Dadist Artists preparing to write a manifesto in Paris 1921, Artist Incude Julius Evola and Tristan Tzara
Throughout the history of civilization, human beings have always felt a need to establish social groups and communities. In these groups the has always been official or unofficial rules (manifesto’s) which unify members of the group together. This may be through kinship (family), social status, interests, appearance, beliefs, objectives and goals. Morally right or wrong, certain boundaries, conditions and limitations for members to join groups and establish their memberships has been an integral means of developing solidarity and honor; primitively between different communities and tribes; and more recently between religious groups, political organisations, societies, governments and developing nations.
In the early 19th Century as artists began to become more politically and philosophically aware, they began to establish certain artistic movements which like minded artists would join. As a means of establishing these groups into serious, official organisations, artists subsequently began developing a certain structure for their new found movements. The boundaries to this structure was established through a collection of written documents, which outlined the main rules and objectives which the artists wishing to join the organisation must follow. These documents were known as Manifesto’s, and all the artists in the organisation were required to follow the rules strictly. For example, if the organisation demanded that no artist should use colour in their paintings, then the artists would be unable to do so.

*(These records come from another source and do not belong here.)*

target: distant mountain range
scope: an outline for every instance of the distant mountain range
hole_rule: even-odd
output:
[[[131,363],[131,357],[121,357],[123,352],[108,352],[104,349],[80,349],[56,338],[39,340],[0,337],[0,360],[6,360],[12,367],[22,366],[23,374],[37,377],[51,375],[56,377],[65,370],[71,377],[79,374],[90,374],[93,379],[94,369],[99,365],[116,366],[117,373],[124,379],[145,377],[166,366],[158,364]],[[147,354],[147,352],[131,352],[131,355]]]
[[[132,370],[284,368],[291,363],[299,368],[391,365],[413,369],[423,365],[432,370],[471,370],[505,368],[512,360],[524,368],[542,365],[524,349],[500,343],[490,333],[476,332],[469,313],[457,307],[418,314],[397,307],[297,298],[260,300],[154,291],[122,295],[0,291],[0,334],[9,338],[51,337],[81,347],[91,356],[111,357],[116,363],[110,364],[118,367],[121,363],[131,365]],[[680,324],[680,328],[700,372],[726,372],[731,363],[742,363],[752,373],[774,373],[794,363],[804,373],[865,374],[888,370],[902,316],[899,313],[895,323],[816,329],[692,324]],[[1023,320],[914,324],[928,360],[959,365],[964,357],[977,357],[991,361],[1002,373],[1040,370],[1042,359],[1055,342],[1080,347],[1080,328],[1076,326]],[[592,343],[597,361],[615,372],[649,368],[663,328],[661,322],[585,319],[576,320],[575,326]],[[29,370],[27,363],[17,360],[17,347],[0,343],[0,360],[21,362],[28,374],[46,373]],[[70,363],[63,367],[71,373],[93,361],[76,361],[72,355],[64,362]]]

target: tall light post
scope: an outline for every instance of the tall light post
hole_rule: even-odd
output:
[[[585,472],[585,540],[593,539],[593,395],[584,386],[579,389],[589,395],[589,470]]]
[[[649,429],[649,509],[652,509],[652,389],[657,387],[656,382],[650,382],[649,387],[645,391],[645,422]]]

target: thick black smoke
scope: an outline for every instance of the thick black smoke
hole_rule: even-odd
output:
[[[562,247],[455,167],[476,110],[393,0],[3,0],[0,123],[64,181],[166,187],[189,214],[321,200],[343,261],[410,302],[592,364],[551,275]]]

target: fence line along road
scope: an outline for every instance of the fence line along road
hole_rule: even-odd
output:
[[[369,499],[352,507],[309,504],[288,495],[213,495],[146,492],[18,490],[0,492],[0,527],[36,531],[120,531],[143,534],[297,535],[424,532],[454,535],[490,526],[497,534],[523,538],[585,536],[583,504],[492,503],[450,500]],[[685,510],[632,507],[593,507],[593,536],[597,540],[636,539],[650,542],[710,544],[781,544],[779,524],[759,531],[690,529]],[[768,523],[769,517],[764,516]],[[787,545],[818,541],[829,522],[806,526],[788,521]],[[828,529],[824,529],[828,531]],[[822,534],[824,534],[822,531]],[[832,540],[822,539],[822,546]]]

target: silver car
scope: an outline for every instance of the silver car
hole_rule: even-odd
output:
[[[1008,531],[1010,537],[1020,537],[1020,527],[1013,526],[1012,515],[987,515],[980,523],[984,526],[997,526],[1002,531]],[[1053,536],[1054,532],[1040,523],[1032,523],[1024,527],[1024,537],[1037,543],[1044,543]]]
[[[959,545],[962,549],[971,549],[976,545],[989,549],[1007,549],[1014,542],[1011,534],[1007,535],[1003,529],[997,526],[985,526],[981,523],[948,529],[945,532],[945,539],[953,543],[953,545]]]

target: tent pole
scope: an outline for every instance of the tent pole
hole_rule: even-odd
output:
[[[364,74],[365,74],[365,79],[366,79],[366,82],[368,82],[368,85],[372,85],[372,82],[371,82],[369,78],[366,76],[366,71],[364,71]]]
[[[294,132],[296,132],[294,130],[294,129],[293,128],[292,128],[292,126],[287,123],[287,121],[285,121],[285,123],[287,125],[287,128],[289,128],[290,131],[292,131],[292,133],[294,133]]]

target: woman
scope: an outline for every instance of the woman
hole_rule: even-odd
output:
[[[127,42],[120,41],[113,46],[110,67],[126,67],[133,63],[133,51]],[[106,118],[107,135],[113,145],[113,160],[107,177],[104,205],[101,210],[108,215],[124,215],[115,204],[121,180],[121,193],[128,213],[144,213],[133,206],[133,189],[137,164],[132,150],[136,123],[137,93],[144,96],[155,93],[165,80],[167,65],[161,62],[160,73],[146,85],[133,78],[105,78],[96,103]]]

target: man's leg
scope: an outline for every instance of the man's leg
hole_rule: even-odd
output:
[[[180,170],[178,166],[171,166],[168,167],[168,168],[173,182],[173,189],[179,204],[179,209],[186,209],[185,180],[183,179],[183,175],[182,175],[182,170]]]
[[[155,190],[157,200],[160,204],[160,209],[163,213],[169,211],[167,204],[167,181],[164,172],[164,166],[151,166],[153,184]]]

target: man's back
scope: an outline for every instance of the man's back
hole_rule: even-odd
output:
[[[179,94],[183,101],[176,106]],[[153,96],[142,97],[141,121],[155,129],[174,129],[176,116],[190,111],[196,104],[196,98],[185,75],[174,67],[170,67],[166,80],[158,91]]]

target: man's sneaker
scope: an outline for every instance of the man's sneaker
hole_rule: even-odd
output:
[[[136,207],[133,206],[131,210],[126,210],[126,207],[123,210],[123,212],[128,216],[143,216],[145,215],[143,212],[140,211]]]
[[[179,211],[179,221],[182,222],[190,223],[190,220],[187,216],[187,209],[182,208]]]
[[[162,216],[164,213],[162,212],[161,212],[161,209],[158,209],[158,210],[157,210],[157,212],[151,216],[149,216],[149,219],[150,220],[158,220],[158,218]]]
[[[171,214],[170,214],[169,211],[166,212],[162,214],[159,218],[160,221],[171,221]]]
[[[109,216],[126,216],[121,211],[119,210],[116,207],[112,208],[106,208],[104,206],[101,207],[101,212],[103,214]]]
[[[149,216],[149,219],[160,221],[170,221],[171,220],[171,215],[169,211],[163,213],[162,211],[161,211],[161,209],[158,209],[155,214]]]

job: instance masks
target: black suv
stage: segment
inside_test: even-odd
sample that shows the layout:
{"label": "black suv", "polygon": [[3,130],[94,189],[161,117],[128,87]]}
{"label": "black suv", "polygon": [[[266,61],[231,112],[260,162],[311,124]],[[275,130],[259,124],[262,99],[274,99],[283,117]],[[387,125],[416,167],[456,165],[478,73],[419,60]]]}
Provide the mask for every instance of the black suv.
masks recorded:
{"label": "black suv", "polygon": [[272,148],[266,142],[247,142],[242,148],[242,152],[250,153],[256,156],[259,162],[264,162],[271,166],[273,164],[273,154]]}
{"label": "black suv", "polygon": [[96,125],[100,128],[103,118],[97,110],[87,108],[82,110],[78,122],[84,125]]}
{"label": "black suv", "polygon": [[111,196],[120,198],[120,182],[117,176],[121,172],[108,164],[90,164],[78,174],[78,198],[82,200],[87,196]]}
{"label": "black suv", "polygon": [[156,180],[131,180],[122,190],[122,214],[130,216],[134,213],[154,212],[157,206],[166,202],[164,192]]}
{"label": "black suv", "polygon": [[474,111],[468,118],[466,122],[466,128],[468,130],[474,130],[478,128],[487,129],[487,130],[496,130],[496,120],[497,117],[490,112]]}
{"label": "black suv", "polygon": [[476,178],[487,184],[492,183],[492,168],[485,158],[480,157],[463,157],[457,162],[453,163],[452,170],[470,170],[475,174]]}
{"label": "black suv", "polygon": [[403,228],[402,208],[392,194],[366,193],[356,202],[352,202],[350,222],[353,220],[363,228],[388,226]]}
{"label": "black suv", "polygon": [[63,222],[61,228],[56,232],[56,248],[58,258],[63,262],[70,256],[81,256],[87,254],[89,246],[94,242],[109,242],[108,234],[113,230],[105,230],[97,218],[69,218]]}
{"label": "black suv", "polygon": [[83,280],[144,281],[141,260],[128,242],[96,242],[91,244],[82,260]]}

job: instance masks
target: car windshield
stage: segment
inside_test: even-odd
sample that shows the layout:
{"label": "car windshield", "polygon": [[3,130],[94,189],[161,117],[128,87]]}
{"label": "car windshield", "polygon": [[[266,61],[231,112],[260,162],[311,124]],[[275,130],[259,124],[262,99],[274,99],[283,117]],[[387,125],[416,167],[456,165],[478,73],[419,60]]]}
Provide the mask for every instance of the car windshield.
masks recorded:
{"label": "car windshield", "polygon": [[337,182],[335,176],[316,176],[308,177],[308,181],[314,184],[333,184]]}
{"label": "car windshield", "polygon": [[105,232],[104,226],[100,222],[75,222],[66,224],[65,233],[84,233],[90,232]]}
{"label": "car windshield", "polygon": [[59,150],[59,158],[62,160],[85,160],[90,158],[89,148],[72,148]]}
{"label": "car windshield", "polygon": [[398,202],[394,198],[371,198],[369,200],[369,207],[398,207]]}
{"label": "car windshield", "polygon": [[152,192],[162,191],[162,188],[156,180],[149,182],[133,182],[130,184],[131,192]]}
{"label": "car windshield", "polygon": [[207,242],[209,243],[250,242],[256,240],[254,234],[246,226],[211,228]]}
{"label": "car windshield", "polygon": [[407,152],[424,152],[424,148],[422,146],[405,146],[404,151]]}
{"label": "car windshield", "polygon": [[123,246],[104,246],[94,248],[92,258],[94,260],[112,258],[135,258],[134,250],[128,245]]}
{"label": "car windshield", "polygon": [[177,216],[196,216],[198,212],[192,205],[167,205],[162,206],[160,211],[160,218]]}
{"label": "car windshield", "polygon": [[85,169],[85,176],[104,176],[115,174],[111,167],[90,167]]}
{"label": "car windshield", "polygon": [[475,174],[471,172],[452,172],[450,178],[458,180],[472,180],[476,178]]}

However, in contrast to the prior example, Manifesto’s are more concerned in the philosophical and political direction of the art, not necessarily limited purely to aesthetic value. Artistic movements and the development of Manifesto’s began to become prevalent in the mid 19th to early 20th Century as a reactionary occurrence to the vast sways of political, economic and social changes that occurred, such as the political revolutions of France (1846) and Russia (1917), the Industrial Revolution in Europe and the Americas, as well as World War One (1914-1918). The changing trends of society, especially during the collapse of the great European Empires in these periods led people to question many previously suppressed issues of the last 1000 years, such as religion, conformity, class and political leadership. Art itself at the beginning of the 20th Century was very much a reflection of the ‘old world’, which prized formalism, objectivity and a straight-forward approach to the definition of art. These new sways of revolutionary and to some extent reactionary artistic movements such as the Dadaist Movement (1916) and Cubism (1881), sought to challenge these ideas in a visual format easily accessible to public attention. Through the use of Manifesto’s these movements were able to present the basis of their objectives in a credited, documented manner.
There are usually a guidance of 10-15 rules as a summary of the Manifesto – for example, these were the main rules summarized in the Dadaist Movement Manifesto of 1915
www.youtube.com/watch?v=o58Yk-Qri4M
Psychology Psychology hee hee
Science Science Science
Long live France
We are not naive
We are successive
We are exclusive
We are not simpletons
and we are perfectly capable of an intelligent discussion.
Be we, DADA, don’t agree with them, for art isn’t serious, I assure you, and if we reveal the crime so as to show that we are learned denunciators, it’s to please you, dear audience, I assure you, and I adore you.